By better implemented, I mean that the code is:
- better portable;
- better readable;
- better debugged;
- better expandable;
- same or no relevant computational cost;
The question, I think, is not whether this code should or should not be ported. In my point of view, the 1º question (and the 2º most difficult to answer right now) is: how can we port this old, yet so great and so tested code to C++. How can we find a intelligent way of porting it.
I've been studied the code, and without doubt, it is a difficult task!, I think that anyone (so as the devs) who know some (or most) of the code, understand this problem. And this is, in my perspective, the reason why there is the inertia to change a so good coded wz code to C++.
There is a great risk that a bad port can cause some good months of debugging (that was already made on the current code) with the increased possibility of abandoning the project (of porting), which can causes months (and a lot of code wasted) of delay in the current tasks of maintaining the current code. In my perspective, people like Seismo haven't yet understood (or don't want to understand) this pertinent point.
To test a port, I personally wasted 1 day of my life trying to only port the group.h/cpp to a class, and I must assume is difficult: either the design options, my ignorance, or simply the fact that the rest of the code is not ported yet and so a lot of things just don't fit well. (And I'm so noob that I deleted the local repository where it was stored ahahahahahahaha).
In my opinion, the conclusion of the test was this: it is possible to port, but this will cause some very nasty stuff in the current project. I perceive that a port means a whole new bug system would have to be built from scratch, basically because the current one is based on the current code paradigm, that would change with the port. Probably some of the things had to be built too, but I don't know enough of this code to tell you about.
So, this leads to my 2º question (and the 1º most difficult to answer right now): is it worth?

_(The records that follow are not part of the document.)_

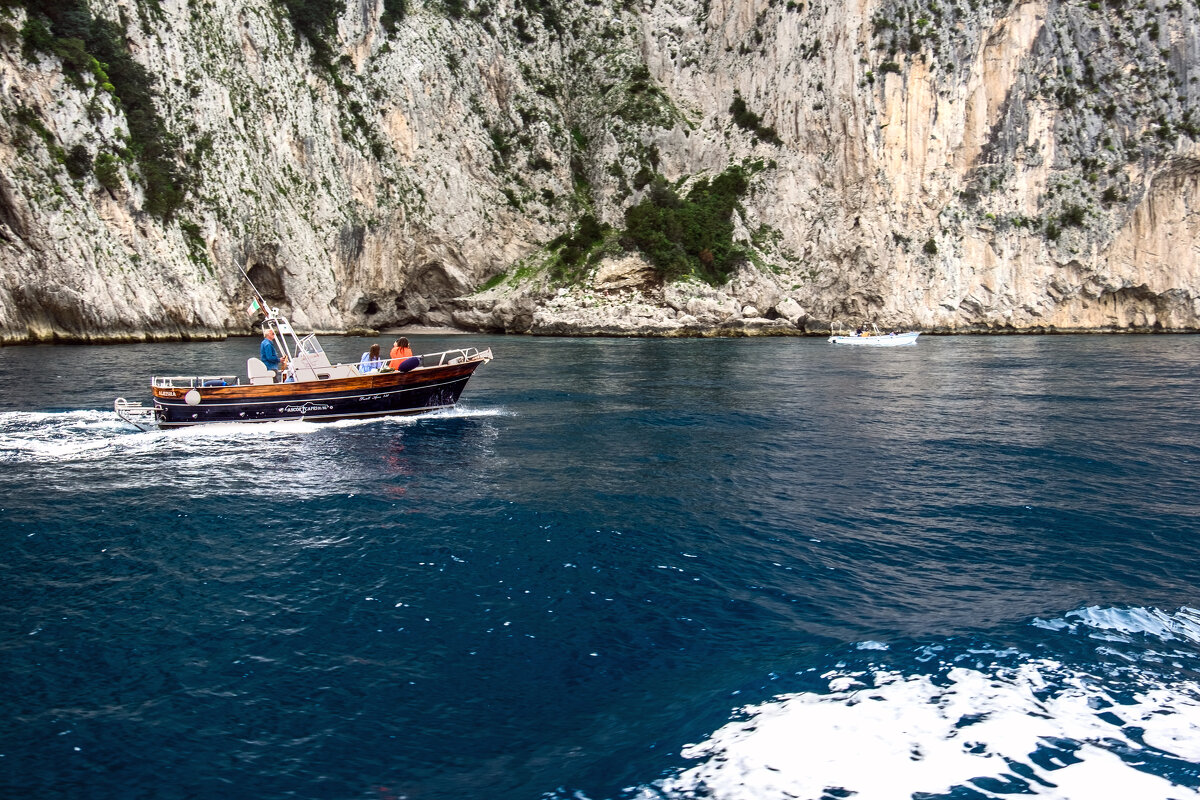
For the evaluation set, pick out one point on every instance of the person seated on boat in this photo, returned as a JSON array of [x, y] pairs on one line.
[[371, 360], [269, 353], [400, 352]]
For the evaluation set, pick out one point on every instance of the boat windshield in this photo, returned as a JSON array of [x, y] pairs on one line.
[[310, 344]]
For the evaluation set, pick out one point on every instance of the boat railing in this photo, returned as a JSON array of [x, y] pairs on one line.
[[192, 382], [455, 356]]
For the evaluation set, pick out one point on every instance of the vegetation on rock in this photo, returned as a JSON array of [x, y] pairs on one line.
[[94, 48], [691, 234]]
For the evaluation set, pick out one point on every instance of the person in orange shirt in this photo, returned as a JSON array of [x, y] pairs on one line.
[[400, 352]]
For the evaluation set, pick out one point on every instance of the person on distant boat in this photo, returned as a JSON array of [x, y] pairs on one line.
[[400, 352], [371, 360], [269, 353]]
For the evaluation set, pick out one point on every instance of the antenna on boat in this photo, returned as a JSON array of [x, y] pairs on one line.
[[258, 295]]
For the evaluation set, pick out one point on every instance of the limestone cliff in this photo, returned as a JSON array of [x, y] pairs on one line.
[[949, 166]]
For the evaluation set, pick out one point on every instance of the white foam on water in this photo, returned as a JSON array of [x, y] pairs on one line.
[[911, 734], [1126, 623], [1039, 728], [88, 434]]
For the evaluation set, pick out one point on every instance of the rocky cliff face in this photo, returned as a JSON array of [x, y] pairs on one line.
[[954, 166]]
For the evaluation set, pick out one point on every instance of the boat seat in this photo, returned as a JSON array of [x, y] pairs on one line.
[[258, 373]]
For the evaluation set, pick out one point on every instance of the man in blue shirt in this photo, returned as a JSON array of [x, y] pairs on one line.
[[268, 353]]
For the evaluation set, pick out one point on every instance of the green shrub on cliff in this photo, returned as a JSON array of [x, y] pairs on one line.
[[693, 234], [575, 247], [95, 48]]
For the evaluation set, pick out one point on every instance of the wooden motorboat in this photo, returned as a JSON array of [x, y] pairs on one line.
[[310, 388]]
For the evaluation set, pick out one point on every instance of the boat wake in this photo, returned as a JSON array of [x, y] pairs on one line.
[[983, 723], [87, 434]]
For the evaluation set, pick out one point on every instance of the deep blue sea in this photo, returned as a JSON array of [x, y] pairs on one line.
[[621, 569]]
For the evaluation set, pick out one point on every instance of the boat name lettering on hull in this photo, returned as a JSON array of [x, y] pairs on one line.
[[306, 408]]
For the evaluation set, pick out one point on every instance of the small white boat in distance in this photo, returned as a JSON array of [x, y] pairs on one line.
[[875, 338]]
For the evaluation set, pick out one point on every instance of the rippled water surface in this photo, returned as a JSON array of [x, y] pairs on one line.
[[621, 569]]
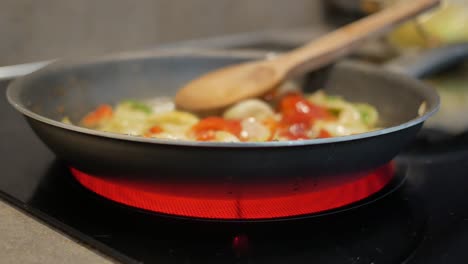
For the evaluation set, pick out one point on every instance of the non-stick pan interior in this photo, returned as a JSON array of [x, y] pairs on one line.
[[73, 89]]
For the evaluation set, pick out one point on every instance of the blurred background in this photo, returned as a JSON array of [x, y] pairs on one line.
[[34, 30], [42, 30]]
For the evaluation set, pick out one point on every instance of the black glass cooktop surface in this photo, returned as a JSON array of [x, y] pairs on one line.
[[425, 220]]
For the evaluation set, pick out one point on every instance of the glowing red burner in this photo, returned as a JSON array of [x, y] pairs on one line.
[[246, 201]]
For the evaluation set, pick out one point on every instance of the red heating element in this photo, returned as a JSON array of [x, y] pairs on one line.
[[241, 201]]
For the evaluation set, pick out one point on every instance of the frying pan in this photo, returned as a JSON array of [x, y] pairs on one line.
[[74, 87]]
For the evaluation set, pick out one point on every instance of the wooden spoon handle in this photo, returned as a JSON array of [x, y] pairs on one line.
[[342, 41]]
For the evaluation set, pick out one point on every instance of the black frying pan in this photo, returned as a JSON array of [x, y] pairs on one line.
[[73, 88]]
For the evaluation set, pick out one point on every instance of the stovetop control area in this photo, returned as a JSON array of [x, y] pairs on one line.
[[422, 218]]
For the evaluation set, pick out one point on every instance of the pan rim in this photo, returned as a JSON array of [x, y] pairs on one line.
[[12, 97]]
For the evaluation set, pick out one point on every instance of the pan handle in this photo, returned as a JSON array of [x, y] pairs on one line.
[[428, 62]]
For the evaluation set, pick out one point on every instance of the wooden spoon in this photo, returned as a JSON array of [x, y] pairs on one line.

I personally don't know the answer, but I have some opinion:
In a long term objective, it is fundamental to port it:
- The better implemented the code, the more devs came to join, which is good for the community;
- The faster is to debug which means faster response to bugs, which means more people playing the game, which is good for the community;
- Portability for obvious reasons;
- Better expandable which means more features/year, which means more people joining the community, which is good for the community.
- This is a open source community, and so, one of it the objectives, by definition, is to be a community, which means that, by definition, have different points of view;
- One don't know how to quantify the concept of "long term objective", because different people have different definitions of long;
- Some people(developers) spent much time working on this code, and an abrupt change on it is, by its definitions, a shake to them. If the change goes wrong, the developers are (again by definition) the best targets to blame, which can in turn leads to some bad environment on the community, which is bad for the community.
- Most people (who play games) don't care about all of this; they only want a good, stable, low bug game to play. A complete stop to code maintenance makes people leave the game (and the community).